Aliyev, Avrupa Birliği’nin (AB) Doğu Ortaklığı Özel Temsilcisi Dirk Schuebel liderliğindeki AB yetkilileri ve Doğu Ortaklığına üye bazı ülke temsilcilerinden oluşan heyeti kabul etti.
Görüşmede, Azerbaycan’ın Doğu Ortaklığını üye ülkeler arasındaki iş birliğinden ziyade Avrupa Birliği ile iş birliğini güçlendirmek için ek bir fırsat olarak değerlendirdiğini belirten Aliyev, yeni jeopolitik koşullar nedeniyle mevcut mekanizmaları yeniden ele almak gerektiğini dile getirdi.
AB heyetinin Bakü’den önce Erivan’ı ziyaret ettiğini hatırlatan Aliyev, Ermeni yönetiminin “Barış istiyoruz.” ifadelerinin manipülasyon olduğunu vurguladı. Aliyev, şöyle devam etti:
“Çünkü gerçekten barış isteselerdi teklifimize cevap verirlerdi. Savaşın bitiminden hemen sonra bir barış anlaşması için müzakerelere başlamayı teklif eden bizdik. Toprağı yıllardır işgal altında olan bir ülkenin zorla adaleti tesis etmesi, düşmanı yendikten sonra barış teklif etmesi dünya tarihinde enderdir. Topraklarımızın Ermenistan tarafından yakılıp yıkılmasına, Azerbaycanlıların çektiği acılara rağmen biz barış teklif ettik. Beş maddeden oluşan bir barış metni önerdik. İlişkilerin normalleşmesinin temelini belirlemeye çalışan bizdik. Ermenistan bu sürecin ilk aşamasında çok tereddütlüydü. Şimdi barıştan bahsediyorlar ama bizler barışın onlar için ne anlama geldiğini anlamıyoruz.”
Aliyev, Ermenistan yönetiminden yapılan açıklamaların çelişkili olduğuna dikkati çekerek, “İki yolumuz olmalı, Azerbaycan-Ermeni ilişkilerinin normalleşme süreci ve ayrıca Azerbaycan ve Karabağ’daki Ermeni azınlığı hak ve güvenlik açısından ilgilendiren konular.” dedi.
Erivan yönetiminin, Karabağ’daki Ermeni azınlığı ilgilendiren meseleleri barış anlaşması görüşmelerine çekmek istediğini anlatan Aliyev, “Bu imkansız.
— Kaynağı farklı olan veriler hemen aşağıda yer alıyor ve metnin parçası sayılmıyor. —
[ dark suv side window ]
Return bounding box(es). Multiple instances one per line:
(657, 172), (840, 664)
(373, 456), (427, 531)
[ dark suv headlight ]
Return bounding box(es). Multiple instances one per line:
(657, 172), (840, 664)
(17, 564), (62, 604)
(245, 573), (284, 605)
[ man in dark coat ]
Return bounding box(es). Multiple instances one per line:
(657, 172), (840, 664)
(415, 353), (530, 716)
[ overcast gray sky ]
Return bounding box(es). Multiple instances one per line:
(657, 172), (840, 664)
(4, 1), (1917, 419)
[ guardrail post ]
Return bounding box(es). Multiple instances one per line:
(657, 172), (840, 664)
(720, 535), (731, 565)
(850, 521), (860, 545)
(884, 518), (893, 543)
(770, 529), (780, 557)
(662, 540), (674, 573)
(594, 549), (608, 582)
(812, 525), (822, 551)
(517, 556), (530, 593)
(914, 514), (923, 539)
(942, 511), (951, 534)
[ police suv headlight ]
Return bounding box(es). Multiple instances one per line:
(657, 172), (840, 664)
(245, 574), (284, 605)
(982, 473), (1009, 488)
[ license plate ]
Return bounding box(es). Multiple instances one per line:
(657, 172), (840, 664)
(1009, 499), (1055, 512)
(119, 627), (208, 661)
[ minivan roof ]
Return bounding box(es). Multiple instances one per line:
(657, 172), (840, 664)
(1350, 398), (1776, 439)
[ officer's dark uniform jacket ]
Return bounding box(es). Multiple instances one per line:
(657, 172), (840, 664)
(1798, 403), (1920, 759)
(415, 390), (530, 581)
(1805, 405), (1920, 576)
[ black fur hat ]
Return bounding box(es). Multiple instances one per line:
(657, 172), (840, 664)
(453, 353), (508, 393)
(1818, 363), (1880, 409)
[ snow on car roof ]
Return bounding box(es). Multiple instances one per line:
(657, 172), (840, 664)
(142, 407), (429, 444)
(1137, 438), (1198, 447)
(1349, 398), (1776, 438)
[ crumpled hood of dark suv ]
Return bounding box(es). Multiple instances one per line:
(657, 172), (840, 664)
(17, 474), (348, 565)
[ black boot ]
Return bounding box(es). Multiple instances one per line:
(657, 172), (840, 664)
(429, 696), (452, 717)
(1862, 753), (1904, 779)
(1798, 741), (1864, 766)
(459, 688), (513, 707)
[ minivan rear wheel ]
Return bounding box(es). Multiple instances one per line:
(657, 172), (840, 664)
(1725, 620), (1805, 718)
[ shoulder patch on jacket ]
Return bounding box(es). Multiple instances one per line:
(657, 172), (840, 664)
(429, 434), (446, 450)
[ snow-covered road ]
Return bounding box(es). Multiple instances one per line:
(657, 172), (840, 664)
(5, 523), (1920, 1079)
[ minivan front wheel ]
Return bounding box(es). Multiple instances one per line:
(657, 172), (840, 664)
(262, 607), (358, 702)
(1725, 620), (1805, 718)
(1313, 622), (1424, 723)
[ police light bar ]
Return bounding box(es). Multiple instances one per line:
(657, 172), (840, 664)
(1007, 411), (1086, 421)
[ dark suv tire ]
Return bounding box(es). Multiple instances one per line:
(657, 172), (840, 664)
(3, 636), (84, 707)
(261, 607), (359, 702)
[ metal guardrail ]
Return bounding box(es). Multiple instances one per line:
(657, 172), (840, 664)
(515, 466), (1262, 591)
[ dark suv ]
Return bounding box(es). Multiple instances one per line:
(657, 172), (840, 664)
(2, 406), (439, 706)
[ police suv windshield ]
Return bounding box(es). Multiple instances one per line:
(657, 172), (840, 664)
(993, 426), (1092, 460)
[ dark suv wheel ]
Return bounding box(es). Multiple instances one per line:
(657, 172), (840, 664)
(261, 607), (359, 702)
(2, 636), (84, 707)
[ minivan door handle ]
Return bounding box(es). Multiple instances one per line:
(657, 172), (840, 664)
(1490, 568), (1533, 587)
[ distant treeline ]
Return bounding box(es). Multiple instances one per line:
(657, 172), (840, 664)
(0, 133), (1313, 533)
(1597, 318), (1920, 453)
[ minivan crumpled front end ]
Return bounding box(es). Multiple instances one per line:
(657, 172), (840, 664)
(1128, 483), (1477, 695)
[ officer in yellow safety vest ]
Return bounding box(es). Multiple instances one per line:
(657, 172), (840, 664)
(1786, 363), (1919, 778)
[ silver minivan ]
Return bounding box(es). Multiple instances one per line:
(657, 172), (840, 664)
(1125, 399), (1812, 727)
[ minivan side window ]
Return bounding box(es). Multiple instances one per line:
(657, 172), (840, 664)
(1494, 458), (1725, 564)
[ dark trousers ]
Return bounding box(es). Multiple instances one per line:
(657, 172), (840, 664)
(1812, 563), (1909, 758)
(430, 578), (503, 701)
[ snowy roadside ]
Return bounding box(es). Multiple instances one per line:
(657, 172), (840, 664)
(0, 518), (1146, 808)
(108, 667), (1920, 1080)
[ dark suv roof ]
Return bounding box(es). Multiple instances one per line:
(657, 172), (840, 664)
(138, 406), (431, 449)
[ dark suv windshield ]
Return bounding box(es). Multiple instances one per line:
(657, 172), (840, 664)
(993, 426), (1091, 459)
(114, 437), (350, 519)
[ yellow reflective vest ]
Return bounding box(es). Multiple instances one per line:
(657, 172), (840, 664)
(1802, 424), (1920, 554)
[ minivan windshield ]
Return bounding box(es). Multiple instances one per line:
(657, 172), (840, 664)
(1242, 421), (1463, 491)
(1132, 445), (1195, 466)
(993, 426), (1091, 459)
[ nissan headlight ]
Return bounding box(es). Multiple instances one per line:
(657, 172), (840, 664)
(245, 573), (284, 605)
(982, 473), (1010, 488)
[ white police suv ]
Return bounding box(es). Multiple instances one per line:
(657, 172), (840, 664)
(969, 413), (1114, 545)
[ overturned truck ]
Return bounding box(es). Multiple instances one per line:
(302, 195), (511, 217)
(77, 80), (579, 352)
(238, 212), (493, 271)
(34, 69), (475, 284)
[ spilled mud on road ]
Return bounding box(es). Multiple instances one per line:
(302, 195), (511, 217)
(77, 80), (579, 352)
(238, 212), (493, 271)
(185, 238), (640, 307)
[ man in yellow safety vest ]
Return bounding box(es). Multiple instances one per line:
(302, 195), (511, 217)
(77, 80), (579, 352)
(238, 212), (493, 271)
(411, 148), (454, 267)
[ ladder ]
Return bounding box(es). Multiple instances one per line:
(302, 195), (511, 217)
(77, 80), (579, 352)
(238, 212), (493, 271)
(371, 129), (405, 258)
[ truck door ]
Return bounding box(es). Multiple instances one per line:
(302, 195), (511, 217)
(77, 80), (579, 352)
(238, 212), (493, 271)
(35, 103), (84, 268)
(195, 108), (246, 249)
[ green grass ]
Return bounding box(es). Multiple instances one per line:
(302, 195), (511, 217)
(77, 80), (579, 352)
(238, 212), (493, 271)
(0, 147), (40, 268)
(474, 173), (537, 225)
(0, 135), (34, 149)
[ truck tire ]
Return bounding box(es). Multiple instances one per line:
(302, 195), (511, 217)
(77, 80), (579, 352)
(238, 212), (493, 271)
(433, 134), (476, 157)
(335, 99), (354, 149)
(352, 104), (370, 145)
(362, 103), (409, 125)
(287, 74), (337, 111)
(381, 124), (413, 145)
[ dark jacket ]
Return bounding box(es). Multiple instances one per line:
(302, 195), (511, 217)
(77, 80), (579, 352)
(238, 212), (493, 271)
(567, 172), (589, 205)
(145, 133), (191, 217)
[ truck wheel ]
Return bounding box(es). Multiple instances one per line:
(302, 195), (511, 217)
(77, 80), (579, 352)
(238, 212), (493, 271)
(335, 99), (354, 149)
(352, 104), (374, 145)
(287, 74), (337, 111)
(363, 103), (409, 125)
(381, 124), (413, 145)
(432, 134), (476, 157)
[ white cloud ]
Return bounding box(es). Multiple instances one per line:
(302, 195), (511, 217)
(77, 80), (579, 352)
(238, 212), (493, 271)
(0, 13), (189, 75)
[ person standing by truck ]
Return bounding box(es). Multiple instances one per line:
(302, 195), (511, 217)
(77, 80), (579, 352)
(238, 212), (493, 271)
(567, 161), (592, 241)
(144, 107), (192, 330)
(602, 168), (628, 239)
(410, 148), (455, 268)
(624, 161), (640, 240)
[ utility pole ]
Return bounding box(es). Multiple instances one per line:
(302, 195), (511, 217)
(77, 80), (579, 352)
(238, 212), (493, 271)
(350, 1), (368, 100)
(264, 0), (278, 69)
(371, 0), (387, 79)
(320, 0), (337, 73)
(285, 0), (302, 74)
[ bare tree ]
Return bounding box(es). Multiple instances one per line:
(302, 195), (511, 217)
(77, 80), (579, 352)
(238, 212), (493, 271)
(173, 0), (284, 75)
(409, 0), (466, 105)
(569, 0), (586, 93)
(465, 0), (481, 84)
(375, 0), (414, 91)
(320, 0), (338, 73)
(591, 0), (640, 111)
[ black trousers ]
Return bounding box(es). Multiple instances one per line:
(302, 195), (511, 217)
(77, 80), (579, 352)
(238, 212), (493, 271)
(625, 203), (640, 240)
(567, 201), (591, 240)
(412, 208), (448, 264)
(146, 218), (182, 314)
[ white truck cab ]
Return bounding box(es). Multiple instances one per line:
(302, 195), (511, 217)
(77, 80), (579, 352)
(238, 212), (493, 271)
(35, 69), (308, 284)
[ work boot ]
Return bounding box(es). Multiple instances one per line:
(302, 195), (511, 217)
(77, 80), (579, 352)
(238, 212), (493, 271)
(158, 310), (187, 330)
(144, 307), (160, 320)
Buna razı olmayacağız. Bu nedenle, Ermeni hükümetinin gündemiyle ilgili tamamen net bir pozisyonuna ihtiyacımız var. Geçenlerde ‘Onlar barış istiyorsa biz de barış isteriz.’ dedim. Barış istemiyorlarsa, bu onların tercihi. 30 yıldır barışımız olmadı ve Ermenistan bunun nasıl bittiğini unutmamalı.” diye konuştu.
Karabağ’daki Ermenilerin hak ve güvenliğini Erivan ile konuşmayacaklarını ifade eden Aliyev, şunları kaydetti:
“Bunu Karabağ’da yaşayan Ermenilerle konuşmaya hazırız ama ceplerinde Moskova’nın gönderdiği ve Rus halkından çaldığı milyarlarca parası olan Vardanyan gibilerle değil. Moskova’dan oraya çok net bir gündemle gönderildi. Karabağ’da yaşayan ve orada yaşamak isteyen insanlarla konuşmaya hazırız. Biz buna hazırız. Bu arada bu süreç başladı. Bazı ülkelerden yani dışarıdan müdahale olmasaydı, o süreci durdurmak için bir girişimde bulunulmasaydı, o zaman süreç daha dinamik olabilirdi diye düşünüyorum.”
Aliyev, Karabağ’daki Ermenilerle görüşme sürecinde, Azerbaycan’a destek vereceğini düşündüğü AB, ABD ve Rusya arasında fikir birliğinin olması gerektiğini bildirdi.